(7). Civil War

1.4K 179 74
                                    

"Interupsi!"

Seorang pria berjas yang berdiri di tengah ruangan mengangkat tangannya tatkala mendengar suara lantang dari tim oposisi. "Mohon maaf sebelumnya, pembicara 1 dari tim pemerintah tidak dapat di interupsi."

Terlihat semburat merah di pipi gadis yang bersuara tadi, pertanda menahan malu.

Aysha yang tengah duduk tepat di samping umar menyunggingkan sudut bibirnya, memandang remeh lawan debatnya itu.

"Peraturan dasar aja gak tau! Gampang ini mah dibantai."

"Baik, saya lanjutkan." Umar si pembicara pertama yang sempat diinterupsi kembali membuka suaranya. Si Kacamata itu memandang datar tim oposisi dengan postur tubuhnya yang tengah berdiri tegak. Tampak berwibawa tanpa banyak kata.

"Tindak pidana korupsi merupakan kejahatan serius yang umumnya dilakukan oleh orang-orang yang memiliki kedudukan status sosial serta dalam praktiknya erat dilakukan secara terorganisir. Kebijakan hukuman mati bagi pelaku tindak pidana korupsi telah diatur dalam ketentuan Pasal 2 ayat (2) Undang-undang Nomor 31 Tahun 1999 Juncto Undang-undang Nomor 20 Tahun 2001 tentang Pemberantasan Tindak Pidana Korupsi.

"Maka dengan ini, pandangan tim pemerintah tentang kebijakan hukum mati adalah setuju dan sudah sepatutnya diterapkan, mengingat tindak korupsi merupakan sebuah tindakan yang mendorong kemiskinan rakyat dan memiliki dampak yang sangat besar terhadap kemajuan negara. Cukup."

Good.

Umar sudah memberikan kode penting dalam pidatonya.

Pasal 2 Ayat (2) akan menjadi kunci dalam arah topik ini. Tim oposisi tidak akan bisa keluar dari pasal ini.

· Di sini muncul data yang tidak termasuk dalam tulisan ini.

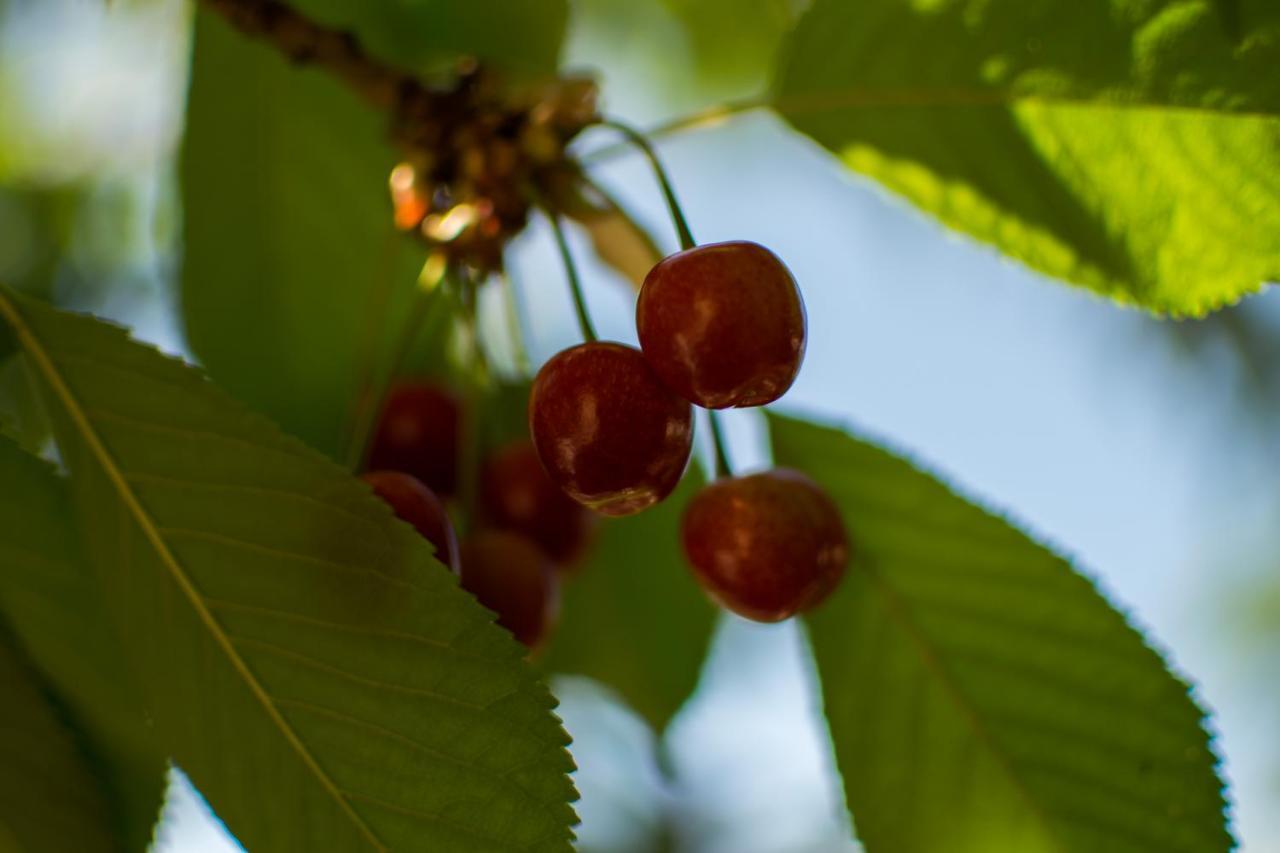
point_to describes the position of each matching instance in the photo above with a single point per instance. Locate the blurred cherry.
(412, 502)
(766, 546)
(417, 433)
(722, 324)
(512, 576)
(517, 495)
(607, 430)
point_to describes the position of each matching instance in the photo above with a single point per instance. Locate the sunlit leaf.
(51, 600)
(1130, 147)
(318, 674)
(981, 694)
(634, 617)
(50, 798)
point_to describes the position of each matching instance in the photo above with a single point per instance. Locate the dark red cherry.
(417, 433)
(606, 428)
(512, 576)
(412, 502)
(517, 495)
(722, 324)
(766, 546)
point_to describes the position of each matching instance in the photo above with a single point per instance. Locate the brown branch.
(307, 42)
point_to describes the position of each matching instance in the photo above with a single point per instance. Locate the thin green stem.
(478, 379)
(575, 284)
(641, 142)
(722, 465)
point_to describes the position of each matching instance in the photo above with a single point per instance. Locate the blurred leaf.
(1129, 147)
(981, 694)
(634, 617)
(617, 238)
(51, 600)
(292, 268)
(519, 37)
(735, 41)
(295, 643)
(50, 801)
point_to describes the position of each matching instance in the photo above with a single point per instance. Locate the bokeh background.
(1148, 450)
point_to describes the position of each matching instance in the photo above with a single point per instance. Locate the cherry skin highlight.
(607, 430)
(517, 495)
(722, 324)
(766, 546)
(512, 576)
(417, 433)
(412, 502)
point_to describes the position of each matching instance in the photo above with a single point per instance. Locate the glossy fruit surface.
(512, 576)
(517, 495)
(417, 433)
(412, 502)
(607, 430)
(722, 324)
(766, 546)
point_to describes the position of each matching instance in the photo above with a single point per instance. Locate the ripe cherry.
(511, 575)
(412, 502)
(722, 324)
(766, 546)
(417, 433)
(606, 428)
(517, 495)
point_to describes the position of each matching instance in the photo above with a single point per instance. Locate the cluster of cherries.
(529, 536)
(721, 325)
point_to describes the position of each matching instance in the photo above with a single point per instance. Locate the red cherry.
(722, 324)
(511, 575)
(516, 495)
(606, 428)
(419, 506)
(417, 433)
(766, 546)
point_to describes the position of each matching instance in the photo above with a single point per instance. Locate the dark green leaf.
(634, 617)
(515, 36)
(1132, 147)
(51, 600)
(50, 799)
(295, 643)
(293, 272)
(982, 696)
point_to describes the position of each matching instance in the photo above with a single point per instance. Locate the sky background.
(1142, 448)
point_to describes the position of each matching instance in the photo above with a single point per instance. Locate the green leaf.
(634, 617)
(982, 696)
(53, 602)
(1130, 147)
(517, 37)
(296, 644)
(49, 797)
(293, 272)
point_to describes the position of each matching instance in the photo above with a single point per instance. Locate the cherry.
(417, 433)
(511, 575)
(722, 324)
(766, 546)
(517, 495)
(412, 502)
(606, 428)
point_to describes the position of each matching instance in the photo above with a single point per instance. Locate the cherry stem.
(375, 383)
(641, 141)
(722, 464)
(471, 420)
(575, 284)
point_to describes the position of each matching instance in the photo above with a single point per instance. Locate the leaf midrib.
(900, 614)
(44, 363)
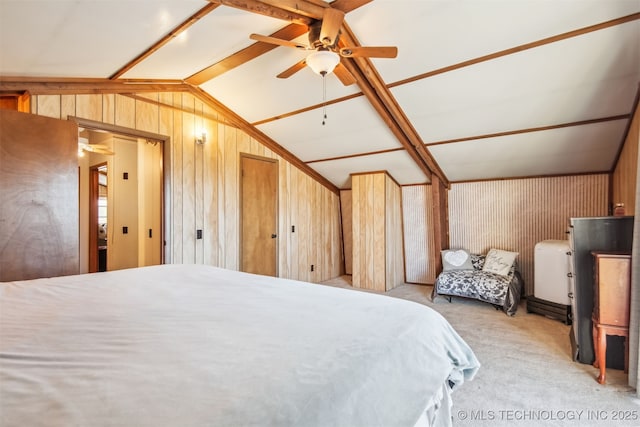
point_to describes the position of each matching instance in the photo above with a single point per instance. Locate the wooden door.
(38, 196)
(259, 215)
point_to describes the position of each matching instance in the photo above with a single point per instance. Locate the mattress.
(194, 345)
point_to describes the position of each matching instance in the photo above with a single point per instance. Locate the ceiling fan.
(324, 36)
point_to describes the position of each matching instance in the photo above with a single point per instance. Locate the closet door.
(259, 215)
(38, 196)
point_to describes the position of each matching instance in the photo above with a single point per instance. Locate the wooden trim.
(529, 177)
(173, 107)
(253, 132)
(165, 170)
(440, 221)
(74, 86)
(306, 109)
(240, 178)
(247, 54)
(349, 156)
(387, 107)
(166, 39)
(384, 171)
(520, 48)
(529, 130)
(93, 216)
(477, 137)
(260, 8)
(625, 134)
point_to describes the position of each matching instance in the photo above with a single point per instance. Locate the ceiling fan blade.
(331, 22)
(344, 75)
(292, 70)
(370, 51)
(280, 42)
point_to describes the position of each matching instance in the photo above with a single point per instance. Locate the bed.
(194, 345)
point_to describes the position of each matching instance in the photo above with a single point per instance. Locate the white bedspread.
(178, 345)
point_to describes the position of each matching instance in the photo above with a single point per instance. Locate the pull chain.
(324, 98)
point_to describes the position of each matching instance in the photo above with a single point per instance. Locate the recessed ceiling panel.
(351, 127)
(71, 38)
(397, 163)
(588, 77)
(214, 37)
(438, 33)
(253, 91)
(576, 149)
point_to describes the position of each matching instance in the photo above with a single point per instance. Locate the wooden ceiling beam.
(259, 136)
(63, 86)
(290, 32)
(166, 39)
(247, 54)
(376, 91)
(255, 6)
(309, 9)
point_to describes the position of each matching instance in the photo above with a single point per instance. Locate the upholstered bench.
(465, 275)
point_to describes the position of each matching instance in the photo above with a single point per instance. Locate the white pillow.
(499, 261)
(456, 260)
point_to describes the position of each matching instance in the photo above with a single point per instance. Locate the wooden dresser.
(612, 281)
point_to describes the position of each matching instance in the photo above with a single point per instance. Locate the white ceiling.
(531, 101)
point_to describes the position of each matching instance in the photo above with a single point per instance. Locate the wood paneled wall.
(624, 175)
(205, 183)
(418, 227)
(376, 231)
(516, 214)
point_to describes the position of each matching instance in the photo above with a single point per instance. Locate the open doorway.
(98, 217)
(123, 197)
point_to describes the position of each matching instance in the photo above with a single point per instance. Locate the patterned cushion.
(484, 286)
(503, 291)
(499, 261)
(456, 259)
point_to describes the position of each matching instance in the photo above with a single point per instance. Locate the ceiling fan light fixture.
(323, 62)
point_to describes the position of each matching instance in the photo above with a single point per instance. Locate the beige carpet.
(528, 377)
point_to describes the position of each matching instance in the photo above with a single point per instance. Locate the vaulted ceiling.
(480, 89)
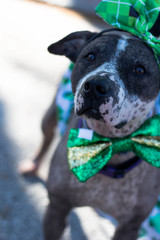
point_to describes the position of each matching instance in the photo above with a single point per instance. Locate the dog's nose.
(97, 87)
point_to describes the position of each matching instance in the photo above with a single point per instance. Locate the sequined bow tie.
(136, 17)
(89, 152)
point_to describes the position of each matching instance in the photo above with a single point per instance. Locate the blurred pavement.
(28, 80)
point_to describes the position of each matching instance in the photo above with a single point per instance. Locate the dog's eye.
(90, 57)
(140, 70)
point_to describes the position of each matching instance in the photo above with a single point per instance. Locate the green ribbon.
(86, 157)
(134, 16)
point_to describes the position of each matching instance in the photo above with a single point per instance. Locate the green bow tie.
(89, 152)
(134, 16)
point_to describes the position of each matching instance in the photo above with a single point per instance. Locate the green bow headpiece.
(134, 16)
(89, 152)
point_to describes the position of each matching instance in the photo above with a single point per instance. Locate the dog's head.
(115, 80)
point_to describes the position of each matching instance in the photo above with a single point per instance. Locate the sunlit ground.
(28, 80)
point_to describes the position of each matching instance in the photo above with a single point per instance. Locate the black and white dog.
(115, 82)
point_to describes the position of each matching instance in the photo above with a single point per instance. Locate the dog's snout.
(97, 87)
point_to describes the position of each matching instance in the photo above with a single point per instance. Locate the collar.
(120, 170)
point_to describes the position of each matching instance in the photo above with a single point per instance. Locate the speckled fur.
(130, 199)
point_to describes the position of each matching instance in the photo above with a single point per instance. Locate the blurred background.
(28, 81)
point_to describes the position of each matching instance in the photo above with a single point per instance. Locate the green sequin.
(87, 157)
(136, 17)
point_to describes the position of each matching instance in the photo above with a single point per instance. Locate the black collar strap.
(120, 170)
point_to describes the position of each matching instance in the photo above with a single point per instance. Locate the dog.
(115, 82)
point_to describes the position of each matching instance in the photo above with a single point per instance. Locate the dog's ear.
(155, 30)
(71, 45)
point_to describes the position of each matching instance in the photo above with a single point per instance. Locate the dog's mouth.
(121, 124)
(90, 113)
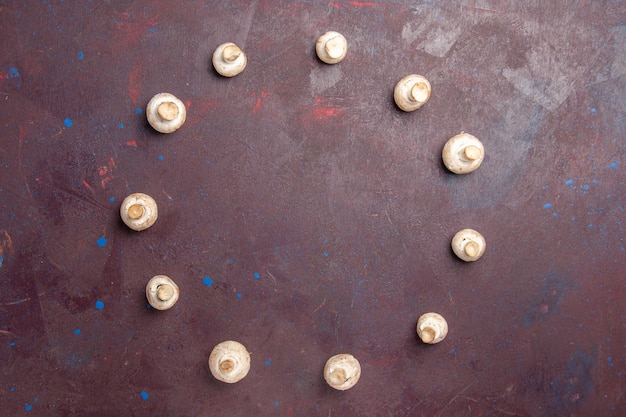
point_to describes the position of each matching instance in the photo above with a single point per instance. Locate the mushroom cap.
(166, 113)
(139, 211)
(331, 47)
(229, 60)
(229, 361)
(463, 153)
(161, 292)
(342, 371)
(468, 245)
(432, 328)
(411, 92)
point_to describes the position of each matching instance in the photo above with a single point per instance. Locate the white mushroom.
(411, 92)
(161, 292)
(463, 153)
(432, 328)
(331, 47)
(229, 60)
(229, 361)
(139, 211)
(166, 113)
(469, 245)
(342, 371)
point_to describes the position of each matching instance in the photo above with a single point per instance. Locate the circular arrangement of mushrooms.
(229, 361)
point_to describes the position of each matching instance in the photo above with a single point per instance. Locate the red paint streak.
(259, 101)
(324, 113)
(89, 187)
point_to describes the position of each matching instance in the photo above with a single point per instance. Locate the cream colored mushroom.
(229, 60)
(342, 371)
(161, 292)
(432, 328)
(411, 92)
(166, 113)
(229, 361)
(139, 211)
(468, 245)
(331, 47)
(463, 153)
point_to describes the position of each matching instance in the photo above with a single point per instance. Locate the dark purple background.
(304, 215)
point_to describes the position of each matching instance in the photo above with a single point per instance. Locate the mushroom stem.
(231, 53)
(337, 377)
(167, 111)
(428, 334)
(472, 152)
(135, 211)
(419, 93)
(165, 292)
(471, 249)
(227, 366)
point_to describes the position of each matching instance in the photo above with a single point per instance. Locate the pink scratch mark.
(89, 187)
(259, 101)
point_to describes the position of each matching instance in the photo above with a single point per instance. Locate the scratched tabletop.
(303, 214)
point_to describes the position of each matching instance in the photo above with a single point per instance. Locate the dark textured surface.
(302, 214)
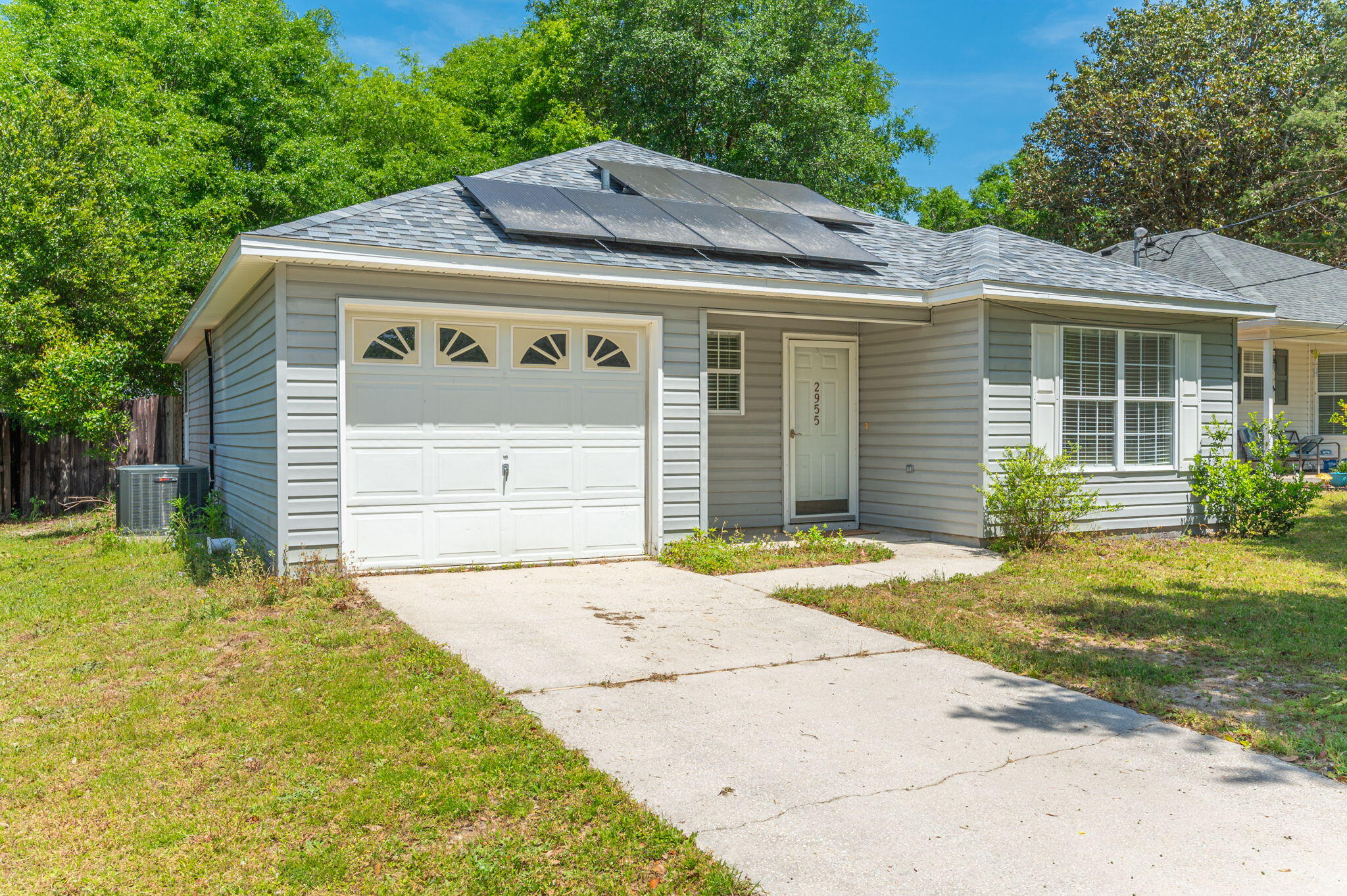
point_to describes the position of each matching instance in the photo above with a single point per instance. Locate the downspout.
(210, 410)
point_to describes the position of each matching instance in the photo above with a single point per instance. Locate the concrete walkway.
(821, 757)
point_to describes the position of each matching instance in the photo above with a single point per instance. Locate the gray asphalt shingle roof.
(442, 218)
(1302, 290)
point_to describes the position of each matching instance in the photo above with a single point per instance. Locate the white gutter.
(249, 257)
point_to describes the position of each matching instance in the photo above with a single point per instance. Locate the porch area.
(1300, 371)
(845, 423)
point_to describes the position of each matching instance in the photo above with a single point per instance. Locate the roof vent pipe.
(1137, 236)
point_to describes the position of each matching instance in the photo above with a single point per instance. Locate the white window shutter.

Titik acuan yang sangat akurat.

Tiba giliran Aysha, setelah pembicara tim oposisi melakukan pidato –yang cukup berbata-bata menurut Aysha.

"Baik, terima kasih atas kesempatannya, tadi saudara kita dari tim oposisi berbicara bahwa hukum mati tidak perlu dilakukan karena tidak akan menimbulkan efek jera, benar begitu?"

Aysha memandang si pembicara pertama tim oposisi dengan tatapan menghunus.

Si pembicara pertama tim oposisi mengangguk."Baik, sebelum masuk ke argumen, saya akan jabarkan data laporan yang dikeluarkan oleh Mahkamah Agung tentang hukuman bagi koruptor dalam kurun waktu tiga tahun terakhir

"Mahkamah Agung menyebutkan sebanyak 442 perkara korupsi telah diputus. Diantarnya sebanyak 400 perkara atau 90,27 persen terdakwa yang di hukum bersalah dengan perincian, sebanyak 269 perkara atau 60,68 persen terdakwa di hukum antara 1 hingga 2 tahun. Kemudian sebanyak 28 perkara atau 6,33 persen terdakwa di hukum kurang dari 1 tahun dan sebanyak 42 perkara atau 9,73 persen terdakwa dibebaskan."

Telak.

Gadis ini memberikan argumen dengan data spesifik. Seluruh pasang mata menatap gadis ini terpukau. Bagaimana bisa gadis 15 tahun menghapal semua angka-angka itu? benar-benar kemampuan yang luar biasa.

"Tadi saudara kita dari tim oposisi menjelaskan hukum mati tidak diperlukan karena tidak menimbulkan efek jera. Lantas, apakah saat ini hukum di Indonesia sudah cukup membuat si pelaku jera?"

Retoris.

Pertanyaan yang dilontarkan oleh Aysha menggema di penjuru ruangan. Tidak ada satupun kepala yang berniat untuk menjawab. Karena semua manusia yang duduk di sana sudah tau jelas apa jawabannya.

"Jawabannya, jelas tidak," ucap Aysha tegas. "Berdasarkan data yang saya sebutkan tadi, hukuman yang dijatuhkan bagi pelaku tindak pidana korupsi cukuplah ringan. Dampaknya atas hukuman tersebut tidak memberikan rasa takut kepada masyarakat serta efek jera terhadap pelaku korupsi.